What are some of the projects that you’re really excited about right now? Whether it’s artists, things that are happening right now in different cities. What’s got you pumped?

I’m very thrilled by the UndocuQueer movement. And this sort of explosion of storytelling amongst these young people who are coming out on two different levels. And I think that the really really interesting work is happening there right now. There’s a lot of energy in visual arts, people like Julio Salgado, and spoken word poetry. And the list goes on and on. I feel like that’s, in a lot of ways, some really cutting edge and brave work that’s being done. So I’m really fired up about that.
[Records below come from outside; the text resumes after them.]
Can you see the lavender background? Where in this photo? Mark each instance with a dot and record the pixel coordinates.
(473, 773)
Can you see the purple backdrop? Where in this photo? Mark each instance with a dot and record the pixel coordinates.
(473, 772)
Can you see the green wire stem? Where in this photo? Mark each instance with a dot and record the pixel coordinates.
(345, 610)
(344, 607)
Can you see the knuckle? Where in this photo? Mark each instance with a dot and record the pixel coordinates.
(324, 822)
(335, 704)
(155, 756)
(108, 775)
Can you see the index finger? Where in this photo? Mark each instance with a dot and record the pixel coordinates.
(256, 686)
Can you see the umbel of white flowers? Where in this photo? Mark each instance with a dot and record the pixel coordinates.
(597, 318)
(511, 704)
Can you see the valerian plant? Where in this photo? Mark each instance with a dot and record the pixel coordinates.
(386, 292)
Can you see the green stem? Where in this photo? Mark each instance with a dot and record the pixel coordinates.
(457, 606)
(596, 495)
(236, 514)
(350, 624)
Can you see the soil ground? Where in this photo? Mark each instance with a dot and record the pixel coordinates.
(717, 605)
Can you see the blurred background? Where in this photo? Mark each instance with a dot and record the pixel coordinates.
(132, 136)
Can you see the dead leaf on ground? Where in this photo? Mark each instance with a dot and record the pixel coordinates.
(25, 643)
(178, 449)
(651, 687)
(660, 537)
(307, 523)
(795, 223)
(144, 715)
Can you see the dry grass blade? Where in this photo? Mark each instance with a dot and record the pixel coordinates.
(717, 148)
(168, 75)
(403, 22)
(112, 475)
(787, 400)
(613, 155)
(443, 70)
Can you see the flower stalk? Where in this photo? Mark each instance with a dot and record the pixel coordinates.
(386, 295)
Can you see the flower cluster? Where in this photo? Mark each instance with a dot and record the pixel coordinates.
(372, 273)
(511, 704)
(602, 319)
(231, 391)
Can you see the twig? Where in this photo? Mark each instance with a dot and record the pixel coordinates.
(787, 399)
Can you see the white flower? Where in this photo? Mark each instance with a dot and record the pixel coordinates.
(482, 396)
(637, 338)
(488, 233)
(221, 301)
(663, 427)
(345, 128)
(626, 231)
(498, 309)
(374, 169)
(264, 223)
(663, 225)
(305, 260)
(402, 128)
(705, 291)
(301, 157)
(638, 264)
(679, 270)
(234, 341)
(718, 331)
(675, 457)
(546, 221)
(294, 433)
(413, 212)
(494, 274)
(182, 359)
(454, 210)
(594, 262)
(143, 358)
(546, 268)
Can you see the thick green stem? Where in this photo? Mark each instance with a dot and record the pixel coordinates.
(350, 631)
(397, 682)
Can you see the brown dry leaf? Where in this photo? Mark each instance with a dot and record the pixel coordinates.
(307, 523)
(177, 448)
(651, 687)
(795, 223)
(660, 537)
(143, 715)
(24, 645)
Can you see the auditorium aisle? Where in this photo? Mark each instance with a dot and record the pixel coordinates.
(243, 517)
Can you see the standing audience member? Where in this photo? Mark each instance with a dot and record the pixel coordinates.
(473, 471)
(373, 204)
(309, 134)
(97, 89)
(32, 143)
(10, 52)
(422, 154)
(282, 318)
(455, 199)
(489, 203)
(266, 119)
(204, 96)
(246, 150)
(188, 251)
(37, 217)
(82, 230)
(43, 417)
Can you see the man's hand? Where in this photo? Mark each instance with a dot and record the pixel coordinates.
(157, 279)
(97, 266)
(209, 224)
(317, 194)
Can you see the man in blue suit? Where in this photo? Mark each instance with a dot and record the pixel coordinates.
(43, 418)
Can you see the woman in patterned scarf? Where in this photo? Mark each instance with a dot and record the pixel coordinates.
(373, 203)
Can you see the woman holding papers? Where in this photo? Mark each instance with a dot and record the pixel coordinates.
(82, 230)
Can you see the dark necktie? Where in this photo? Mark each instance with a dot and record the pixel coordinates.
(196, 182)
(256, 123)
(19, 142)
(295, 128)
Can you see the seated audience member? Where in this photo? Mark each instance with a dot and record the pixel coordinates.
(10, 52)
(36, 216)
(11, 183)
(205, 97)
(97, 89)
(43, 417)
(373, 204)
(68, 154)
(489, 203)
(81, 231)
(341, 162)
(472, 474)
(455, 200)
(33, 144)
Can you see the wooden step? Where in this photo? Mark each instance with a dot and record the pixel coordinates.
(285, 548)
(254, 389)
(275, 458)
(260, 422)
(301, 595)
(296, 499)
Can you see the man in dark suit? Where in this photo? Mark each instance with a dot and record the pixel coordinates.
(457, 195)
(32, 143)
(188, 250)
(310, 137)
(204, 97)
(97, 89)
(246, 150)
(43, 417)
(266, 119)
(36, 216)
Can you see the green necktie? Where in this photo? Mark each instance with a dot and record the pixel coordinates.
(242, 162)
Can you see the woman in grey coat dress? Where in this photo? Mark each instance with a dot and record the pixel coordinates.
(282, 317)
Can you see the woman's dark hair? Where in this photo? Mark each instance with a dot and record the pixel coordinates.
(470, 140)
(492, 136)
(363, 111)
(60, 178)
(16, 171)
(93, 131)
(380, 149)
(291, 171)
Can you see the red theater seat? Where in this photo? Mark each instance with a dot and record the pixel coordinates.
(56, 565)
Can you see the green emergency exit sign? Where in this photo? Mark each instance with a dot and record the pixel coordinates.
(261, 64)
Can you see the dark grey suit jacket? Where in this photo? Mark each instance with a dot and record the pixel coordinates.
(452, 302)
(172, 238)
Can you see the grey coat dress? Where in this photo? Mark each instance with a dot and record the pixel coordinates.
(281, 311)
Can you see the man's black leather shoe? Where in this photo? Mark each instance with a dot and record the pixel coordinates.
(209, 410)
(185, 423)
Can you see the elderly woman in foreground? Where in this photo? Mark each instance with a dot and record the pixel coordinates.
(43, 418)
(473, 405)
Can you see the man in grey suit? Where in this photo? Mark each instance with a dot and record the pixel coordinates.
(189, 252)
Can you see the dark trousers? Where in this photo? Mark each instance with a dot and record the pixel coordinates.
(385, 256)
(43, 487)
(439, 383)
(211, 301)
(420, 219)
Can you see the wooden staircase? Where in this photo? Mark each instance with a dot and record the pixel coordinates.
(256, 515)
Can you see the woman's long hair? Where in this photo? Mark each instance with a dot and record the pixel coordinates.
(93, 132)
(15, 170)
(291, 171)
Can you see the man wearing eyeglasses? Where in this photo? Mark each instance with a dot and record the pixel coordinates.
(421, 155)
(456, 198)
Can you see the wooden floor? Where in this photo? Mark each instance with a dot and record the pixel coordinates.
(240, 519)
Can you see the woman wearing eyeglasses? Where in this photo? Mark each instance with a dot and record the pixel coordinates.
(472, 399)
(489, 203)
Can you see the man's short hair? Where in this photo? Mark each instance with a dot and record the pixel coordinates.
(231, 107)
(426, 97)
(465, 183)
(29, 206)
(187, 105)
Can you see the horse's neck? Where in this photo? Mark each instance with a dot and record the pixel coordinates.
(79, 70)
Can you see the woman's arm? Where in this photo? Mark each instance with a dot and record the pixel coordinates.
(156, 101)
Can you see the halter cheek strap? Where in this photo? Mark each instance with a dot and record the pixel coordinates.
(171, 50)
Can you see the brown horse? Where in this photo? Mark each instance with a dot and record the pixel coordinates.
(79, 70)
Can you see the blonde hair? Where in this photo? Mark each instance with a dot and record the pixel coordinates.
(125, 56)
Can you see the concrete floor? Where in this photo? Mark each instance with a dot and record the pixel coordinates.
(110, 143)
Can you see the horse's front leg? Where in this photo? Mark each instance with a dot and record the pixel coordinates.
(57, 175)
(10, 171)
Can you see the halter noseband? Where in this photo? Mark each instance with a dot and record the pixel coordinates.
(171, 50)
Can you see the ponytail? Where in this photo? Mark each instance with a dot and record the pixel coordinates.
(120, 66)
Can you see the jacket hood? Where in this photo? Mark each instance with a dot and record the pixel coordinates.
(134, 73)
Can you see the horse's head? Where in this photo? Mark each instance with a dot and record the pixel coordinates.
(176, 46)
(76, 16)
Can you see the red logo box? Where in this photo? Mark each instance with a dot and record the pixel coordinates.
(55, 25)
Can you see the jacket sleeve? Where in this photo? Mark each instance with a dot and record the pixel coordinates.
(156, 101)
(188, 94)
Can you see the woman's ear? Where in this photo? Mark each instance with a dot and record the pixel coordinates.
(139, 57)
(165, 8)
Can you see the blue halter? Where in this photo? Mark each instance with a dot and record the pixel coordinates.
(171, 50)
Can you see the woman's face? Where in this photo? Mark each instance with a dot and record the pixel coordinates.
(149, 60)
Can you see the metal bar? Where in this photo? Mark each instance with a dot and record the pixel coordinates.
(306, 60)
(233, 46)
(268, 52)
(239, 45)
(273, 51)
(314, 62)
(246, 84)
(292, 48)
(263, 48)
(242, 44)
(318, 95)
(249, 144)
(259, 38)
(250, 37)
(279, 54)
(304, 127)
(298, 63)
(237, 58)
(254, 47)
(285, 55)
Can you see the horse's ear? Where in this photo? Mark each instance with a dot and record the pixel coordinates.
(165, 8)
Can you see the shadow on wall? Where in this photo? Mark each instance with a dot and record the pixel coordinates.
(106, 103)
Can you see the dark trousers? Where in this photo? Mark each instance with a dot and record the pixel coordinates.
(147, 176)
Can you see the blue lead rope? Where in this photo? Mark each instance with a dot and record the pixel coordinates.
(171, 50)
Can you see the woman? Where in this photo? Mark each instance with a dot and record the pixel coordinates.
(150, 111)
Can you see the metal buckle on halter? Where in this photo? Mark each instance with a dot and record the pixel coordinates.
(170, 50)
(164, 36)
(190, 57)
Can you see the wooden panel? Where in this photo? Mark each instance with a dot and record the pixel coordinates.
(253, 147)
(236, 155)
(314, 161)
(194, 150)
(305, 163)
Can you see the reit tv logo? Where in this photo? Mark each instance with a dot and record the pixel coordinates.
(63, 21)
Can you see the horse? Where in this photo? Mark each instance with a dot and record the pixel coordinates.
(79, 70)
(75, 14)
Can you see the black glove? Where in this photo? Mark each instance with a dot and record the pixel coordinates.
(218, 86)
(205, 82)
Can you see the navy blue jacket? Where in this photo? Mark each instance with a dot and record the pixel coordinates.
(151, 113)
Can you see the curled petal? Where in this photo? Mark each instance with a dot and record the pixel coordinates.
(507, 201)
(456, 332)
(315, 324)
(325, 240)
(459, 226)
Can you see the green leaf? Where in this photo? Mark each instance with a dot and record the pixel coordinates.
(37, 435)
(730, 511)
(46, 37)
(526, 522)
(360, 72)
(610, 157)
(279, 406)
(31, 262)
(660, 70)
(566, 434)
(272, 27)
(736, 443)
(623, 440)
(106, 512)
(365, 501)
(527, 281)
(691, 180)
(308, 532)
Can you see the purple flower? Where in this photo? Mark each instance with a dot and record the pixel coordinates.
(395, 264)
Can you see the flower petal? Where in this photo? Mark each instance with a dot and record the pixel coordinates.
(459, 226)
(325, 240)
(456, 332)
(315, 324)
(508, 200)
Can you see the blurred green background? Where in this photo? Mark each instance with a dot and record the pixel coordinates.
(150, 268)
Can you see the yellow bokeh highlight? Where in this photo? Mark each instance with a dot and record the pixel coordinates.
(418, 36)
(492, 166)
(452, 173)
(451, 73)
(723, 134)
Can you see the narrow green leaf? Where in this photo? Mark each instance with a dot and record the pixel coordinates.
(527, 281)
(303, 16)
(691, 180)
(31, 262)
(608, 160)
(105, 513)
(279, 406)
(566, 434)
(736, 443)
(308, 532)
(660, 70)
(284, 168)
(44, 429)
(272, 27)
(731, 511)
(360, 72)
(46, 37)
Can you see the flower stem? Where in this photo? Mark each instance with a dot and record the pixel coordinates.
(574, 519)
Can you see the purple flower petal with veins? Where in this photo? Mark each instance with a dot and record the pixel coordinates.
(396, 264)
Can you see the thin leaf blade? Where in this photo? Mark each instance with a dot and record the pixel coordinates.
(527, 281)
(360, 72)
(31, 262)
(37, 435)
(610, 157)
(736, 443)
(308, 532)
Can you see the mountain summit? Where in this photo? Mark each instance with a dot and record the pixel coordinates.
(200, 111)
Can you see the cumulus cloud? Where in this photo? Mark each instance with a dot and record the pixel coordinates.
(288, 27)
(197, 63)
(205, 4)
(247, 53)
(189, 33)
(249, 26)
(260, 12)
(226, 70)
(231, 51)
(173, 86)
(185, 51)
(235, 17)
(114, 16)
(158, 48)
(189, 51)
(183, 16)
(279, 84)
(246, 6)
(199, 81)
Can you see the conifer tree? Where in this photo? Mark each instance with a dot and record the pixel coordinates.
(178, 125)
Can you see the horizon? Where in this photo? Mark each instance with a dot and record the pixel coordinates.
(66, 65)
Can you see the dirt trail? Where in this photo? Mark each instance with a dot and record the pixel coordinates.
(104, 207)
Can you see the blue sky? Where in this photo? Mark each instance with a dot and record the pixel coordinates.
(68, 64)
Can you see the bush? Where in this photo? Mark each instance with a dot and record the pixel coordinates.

What’s happened in the last two or three years is that people have said, "Let’s get organized." They’ve tried to figure out these mass networks. What’s happening here with Creative Time is a good example of that. The Opportunity Agenda and their Creative Change retreat has been another central place that’s generated a lot of energy around the arts and social change. What folks are realizing now is that a lot of networks were activated over the last 10-15 years, from Seattle through the anti-war protests and the immigration protests. 

I think what folks are becoming able to understand now in the aftermath of Occupy is that there are ways for us to all come together as this mass network under a certain pretense. For me, that’s the most exciting development. Occupy triggered a model in a way that gave people an understanding of how communities could be built in a different way. And it did it by calling to the imagination as opposed to calling to the older sense of how you organize in politics. I think Occupy was a breakthrough in cultural organizing. And I think what’s needed now is for these vast new networks to be able to work with an eye and anunderstanding and a depth of clarity around cultural strategy.